ET CA N'EST PAS FINI LES Z'AMIS. Car figurez-vous qu'après ce fort plaisant concert je me suis empressée de courir, des étoiles en forme de cuisse de dinde encore dans les yeux – c'était un sacré morceau cette cuisse – au concert d'Interpol. Avant de sauter dans le premier Uber pour filer à celui de Portugal. The Man qui jouait vers minuit dans un autre coin de la ville. Ventre Saint-Gris, que de groupes essentiels en une seule journée. Sans doutes le Bon Dieu a-t-il cherché à calmer un poil l'intensité émotionnelle de cette journée en me faisant rater Glass Animals; tout cela m'aurait peut-être généré une telle sur-abondance d'hystérie musicale que j'en aurais cassé ma pipe.

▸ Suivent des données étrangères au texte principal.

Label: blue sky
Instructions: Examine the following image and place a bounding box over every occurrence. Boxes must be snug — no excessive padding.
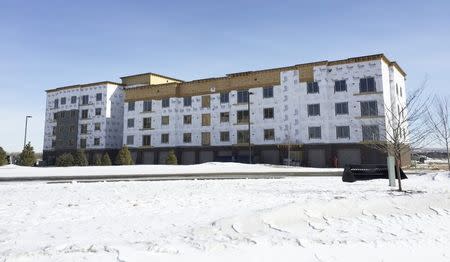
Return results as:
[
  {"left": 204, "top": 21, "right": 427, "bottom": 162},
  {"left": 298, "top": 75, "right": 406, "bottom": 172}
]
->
[{"left": 0, "top": 0, "right": 450, "bottom": 151}]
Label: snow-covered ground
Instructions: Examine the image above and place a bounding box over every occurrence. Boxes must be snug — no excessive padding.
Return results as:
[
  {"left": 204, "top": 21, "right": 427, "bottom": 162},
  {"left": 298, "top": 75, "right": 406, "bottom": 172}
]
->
[
  {"left": 0, "top": 169, "right": 450, "bottom": 262},
  {"left": 0, "top": 162, "right": 343, "bottom": 177}
]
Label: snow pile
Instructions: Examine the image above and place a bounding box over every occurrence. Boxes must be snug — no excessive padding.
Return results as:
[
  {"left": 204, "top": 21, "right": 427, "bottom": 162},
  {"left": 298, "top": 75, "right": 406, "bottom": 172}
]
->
[
  {"left": 0, "top": 162, "right": 343, "bottom": 177},
  {"left": 0, "top": 170, "right": 450, "bottom": 262}
]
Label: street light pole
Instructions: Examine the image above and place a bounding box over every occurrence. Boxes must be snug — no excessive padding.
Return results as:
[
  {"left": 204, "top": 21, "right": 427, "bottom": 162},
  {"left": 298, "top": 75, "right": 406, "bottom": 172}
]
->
[
  {"left": 23, "top": 116, "right": 31, "bottom": 148},
  {"left": 247, "top": 91, "right": 253, "bottom": 164}
]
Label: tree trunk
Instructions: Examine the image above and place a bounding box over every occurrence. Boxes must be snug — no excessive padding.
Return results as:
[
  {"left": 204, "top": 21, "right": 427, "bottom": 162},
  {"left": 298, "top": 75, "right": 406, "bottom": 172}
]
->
[{"left": 395, "top": 157, "right": 403, "bottom": 192}]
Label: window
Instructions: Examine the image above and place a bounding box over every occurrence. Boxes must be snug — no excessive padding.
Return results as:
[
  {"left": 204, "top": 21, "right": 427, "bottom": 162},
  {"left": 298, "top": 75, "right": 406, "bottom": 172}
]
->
[
  {"left": 264, "top": 129, "right": 275, "bottom": 141},
  {"left": 263, "top": 86, "right": 273, "bottom": 98},
  {"left": 142, "top": 117, "right": 152, "bottom": 129},
  {"left": 362, "top": 125, "right": 380, "bottom": 141},
  {"left": 359, "top": 77, "right": 377, "bottom": 93},
  {"left": 237, "top": 90, "right": 248, "bottom": 104},
  {"left": 220, "top": 131, "right": 230, "bottom": 142},
  {"left": 220, "top": 93, "right": 230, "bottom": 104},
  {"left": 127, "top": 136, "right": 134, "bottom": 145},
  {"left": 161, "top": 98, "right": 170, "bottom": 108},
  {"left": 80, "top": 124, "right": 87, "bottom": 134},
  {"left": 183, "top": 96, "right": 192, "bottom": 106},
  {"left": 220, "top": 112, "right": 230, "bottom": 123},
  {"left": 236, "top": 110, "right": 248, "bottom": 124},
  {"left": 80, "top": 138, "right": 86, "bottom": 148},
  {"left": 308, "top": 104, "right": 320, "bottom": 116},
  {"left": 161, "top": 134, "right": 169, "bottom": 144},
  {"left": 183, "top": 133, "right": 192, "bottom": 143},
  {"left": 237, "top": 130, "right": 248, "bottom": 144},
  {"left": 336, "top": 126, "right": 350, "bottom": 138},
  {"left": 264, "top": 108, "right": 273, "bottom": 119},
  {"left": 81, "top": 109, "right": 89, "bottom": 119},
  {"left": 202, "top": 95, "right": 211, "bottom": 108},
  {"left": 142, "top": 135, "right": 152, "bottom": 146},
  {"left": 202, "top": 114, "right": 211, "bottom": 126},
  {"left": 308, "top": 126, "right": 322, "bottom": 139},
  {"left": 142, "top": 100, "right": 152, "bottom": 112},
  {"left": 306, "top": 82, "right": 319, "bottom": 94},
  {"left": 334, "top": 102, "right": 348, "bottom": 115},
  {"left": 202, "top": 132, "right": 211, "bottom": 146},
  {"left": 334, "top": 80, "right": 347, "bottom": 92},
  {"left": 161, "top": 116, "right": 169, "bottom": 126},
  {"left": 183, "top": 115, "right": 192, "bottom": 125},
  {"left": 127, "top": 118, "right": 134, "bottom": 128},
  {"left": 81, "top": 95, "right": 89, "bottom": 105},
  {"left": 361, "top": 101, "right": 378, "bottom": 116}
]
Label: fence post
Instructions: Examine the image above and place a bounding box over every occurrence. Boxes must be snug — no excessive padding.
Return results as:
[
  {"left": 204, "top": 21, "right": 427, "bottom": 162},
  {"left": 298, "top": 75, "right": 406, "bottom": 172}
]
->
[{"left": 387, "top": 156, "right": 395, "bottom": 187}]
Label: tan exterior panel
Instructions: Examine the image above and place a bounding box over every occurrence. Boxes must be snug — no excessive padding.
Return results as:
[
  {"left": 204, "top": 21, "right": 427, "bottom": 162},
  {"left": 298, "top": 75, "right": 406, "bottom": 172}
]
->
[
  {"left": 125, "top": 83, "right": 178, "bottom": 101},
  {"left": 120, "top": 73, "right": 183, "bottom": 85}
]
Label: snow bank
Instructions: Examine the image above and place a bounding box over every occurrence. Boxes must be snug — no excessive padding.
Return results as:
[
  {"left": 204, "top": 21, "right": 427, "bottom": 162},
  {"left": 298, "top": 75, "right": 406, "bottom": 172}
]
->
[
  {"left": 0, "top": 173, "right": 450, "bottom": 262},
  {"left": 0, "top": 162, "right": 343, "bottom": 177}
]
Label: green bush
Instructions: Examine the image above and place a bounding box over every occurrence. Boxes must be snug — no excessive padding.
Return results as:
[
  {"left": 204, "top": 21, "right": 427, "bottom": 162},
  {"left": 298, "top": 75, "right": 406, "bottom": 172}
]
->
[
  {"left": 0, "top": 146, "right": 8, "bottom": 166},
  {"left": 166, "top": 150, "right": 178, "bottom": 165},
  {"left": 94, "top": 154, "right": 102, "bottom": 166},
  {"left": 101, "top": 153, "right": 112, "bottom": 166},
  {"left": 116, "top": 146, "right": 134, "bottom": 165},
  {"left": 56, "top": 153, "right": 74, "bottom": 166},
  {"left": 18, "top": 142, "right": 36, "bottom": 166},
  {"left": 73, "top": 149, "right": 89, "bottom": 166}
]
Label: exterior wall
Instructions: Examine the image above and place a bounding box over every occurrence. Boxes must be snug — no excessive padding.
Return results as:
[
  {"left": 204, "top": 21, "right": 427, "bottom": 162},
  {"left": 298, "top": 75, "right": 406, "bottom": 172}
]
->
[
  {"left": 124, "top": 60, "right": 385, "bottom": 148},
  {"left": 44, "top": 55, "right": 407, "bottom": 166},
  {"left": 44, "top": 82, "right": 124, "bottom": 162}
]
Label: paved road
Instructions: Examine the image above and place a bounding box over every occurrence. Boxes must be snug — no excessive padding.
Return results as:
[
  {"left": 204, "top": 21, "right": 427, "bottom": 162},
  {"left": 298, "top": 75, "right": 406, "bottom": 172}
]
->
[{"left": 0, "top": 171, "right": 342, "bottom": 183}]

O.D d'adrénaline.

Parlant d'intensité il serait justement sage de ma part de m'interrompre là et de garder le reste pour un futur post. J'aimerais quand même blablater de manière un poil concise sur Interpol ainsi que sur ce fameux concert de Portugal; si j'essaie de faire ça là en mode fin de post qui commence à traîner ça sera juste naze. Permettez-moi donc de me retirer et dire à bientôt, vous laissant visualiser dedans vos tête un fluorescent et ô combien excitant “A SUIVRE”.